Лукпан Ахмедьяров поделился с ADAMDAR/CA мыслями о детстве и первых шагах в журналистике, о своем городе и своей стране.
ДЕТСТВО
Я родился в самый короткий день 1975 года – 23 декабря. Я последний, пятый, ребенок своих родителей — сельского прораба и фельдшера.
Так как я рос в большой семье, то многие ништяки советского детства и юношества прошли мимо меня. В частности, у меня не было своего велосипеда в детстве, а в юношестве — гитары, магнитофона или мопеда. Все это приобреталось старшим братьям, а мне доставалось по наследству. Поэтому, если б ты увидел, в каком виде до меня дожил асхатовский магнитофон «Романтик», то по его внешнему виду понял бы, что жизненный опыт магнитофона был богаче моего.
Мы с семьей жили в поселке Новопавловка, это километров сорок от Уральска. Новопавловка – поселок, в котором компактно проживают этнические украинцы. Оттуда мои первые детские воспоминания… После Новопавловки мы переехали в поселок Аксуат. В Аксуате по соседству с нами жила русская семья — учительница и ее престарелая мать. Моя мама больше трех месяцев ходила в их дом: пожилая женщина умирала от какой-то тяжелой болезни, и мама каждый вечер делала ей уколы. Когда я впервые пришел в этот дом, я увидел, что от пола до потолка, начиная с прихожей и заканчивая залом, все пространство было заставлено книгами. Я испытал там что-то похожее на то, что чувствовала Алиса в Зазеркалье.

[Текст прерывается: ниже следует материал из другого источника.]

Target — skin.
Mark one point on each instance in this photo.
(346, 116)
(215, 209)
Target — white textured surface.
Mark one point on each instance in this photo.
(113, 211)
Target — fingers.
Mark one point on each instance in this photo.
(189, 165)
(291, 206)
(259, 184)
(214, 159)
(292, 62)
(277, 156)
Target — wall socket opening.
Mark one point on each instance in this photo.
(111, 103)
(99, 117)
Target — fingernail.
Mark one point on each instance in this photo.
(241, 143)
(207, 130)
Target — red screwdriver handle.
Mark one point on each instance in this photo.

Я стал ходить в этот дом с мамой каждый день. Пока мама облегчала муки умирающей женщины, ее дочь-учительница каждый день потихонечку учила меня чтению. В пять лет я прочитал свои первые книги.

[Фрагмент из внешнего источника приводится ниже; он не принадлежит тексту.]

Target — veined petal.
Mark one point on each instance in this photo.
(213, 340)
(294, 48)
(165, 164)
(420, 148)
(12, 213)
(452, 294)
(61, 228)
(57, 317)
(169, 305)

Все пространство было заставлено книгами. Я испытал там что-то похожее на то, что чувствовала Алиса в Зазеркалье.
В нашем ауле было только два человека, которые прочитали все книги в школьной и в колхозной библиотеке. Первый из них – мой сосед Куаныш, он старше меня на три года. А второй главный читатель в нашем ауле – это я. Куаныш, кстати, первым познакомил меня с понятием «прав человека». Когда я учился в 7 классе, Куаныша за что-то исключили из комсомола. Позже выяснилось, что на уроке обществоведения он загнал учителя в тупик, заявив, что любое государство, и СССР в том числе, — это всегда аппарат насилия.
ПИСЬМО
Страсть к написанию текста появилась не одномоментно. Наверное, самая первая веха, связанная с процессом создания текста, была в школе, когда я написал сочинение, которое принесло мне признание в масштабах школы.

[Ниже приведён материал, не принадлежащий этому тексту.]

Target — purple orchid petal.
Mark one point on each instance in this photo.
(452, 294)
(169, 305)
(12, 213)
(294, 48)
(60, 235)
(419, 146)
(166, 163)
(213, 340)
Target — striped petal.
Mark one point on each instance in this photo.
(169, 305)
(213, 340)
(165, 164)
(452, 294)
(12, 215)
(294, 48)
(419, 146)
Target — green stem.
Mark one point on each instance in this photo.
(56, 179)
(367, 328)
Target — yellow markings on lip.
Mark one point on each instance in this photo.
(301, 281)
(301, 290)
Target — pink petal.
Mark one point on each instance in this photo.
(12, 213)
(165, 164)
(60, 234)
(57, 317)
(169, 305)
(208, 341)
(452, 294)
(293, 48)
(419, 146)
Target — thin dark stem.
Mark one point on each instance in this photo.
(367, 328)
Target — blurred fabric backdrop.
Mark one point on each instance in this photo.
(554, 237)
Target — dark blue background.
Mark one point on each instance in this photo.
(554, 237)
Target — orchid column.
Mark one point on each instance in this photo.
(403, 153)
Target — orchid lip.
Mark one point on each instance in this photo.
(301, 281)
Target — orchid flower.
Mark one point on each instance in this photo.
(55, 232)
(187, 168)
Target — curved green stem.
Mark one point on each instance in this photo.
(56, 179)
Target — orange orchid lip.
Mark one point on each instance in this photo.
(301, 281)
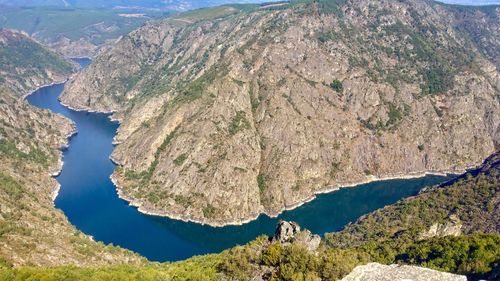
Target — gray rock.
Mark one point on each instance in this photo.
(286, 231)
(393, 272)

Айгуль я встретил в институте. Влюбился в нее жутко, ухаживал за ней, бегал. В какой-то момент на курсе четвертом мне показалось, что моя любовь останется безответной… Я уехал к себе в поселок, и написал ей письмо. Письмо было длинное, около пятидесяти с лишним страниц, и это, наверное, вторая моя веха в написании текстов. Я получил прекрасное вознаграждение за то письмо: я женился на этой девушке. Поженились мы спустя 10 лет после первой встречи. Сейчас у нас две дочери – Аружан и Рания.
СЕЛЬСКИЙ УЧИТЕЛЬ
В 1996 году я закончил институт и устроился на свою первую работу – станцию юных туристов. Получив первую зарплату в виде двух мешков лука, я уволился. Вернулся в свой родной Аксуат и стал работать в школе учителем географии, биологии и почему-то истории. В школе проработал 4 года. За эти четыре года я потрепал директору нервы, отказываясь подписываться на областную и районную газеты. На четвертый год я сдался и оформил подписку на газету «Speed Info». Директор этому не обрадовалась, зато безумно были рады наш военрук и физрук.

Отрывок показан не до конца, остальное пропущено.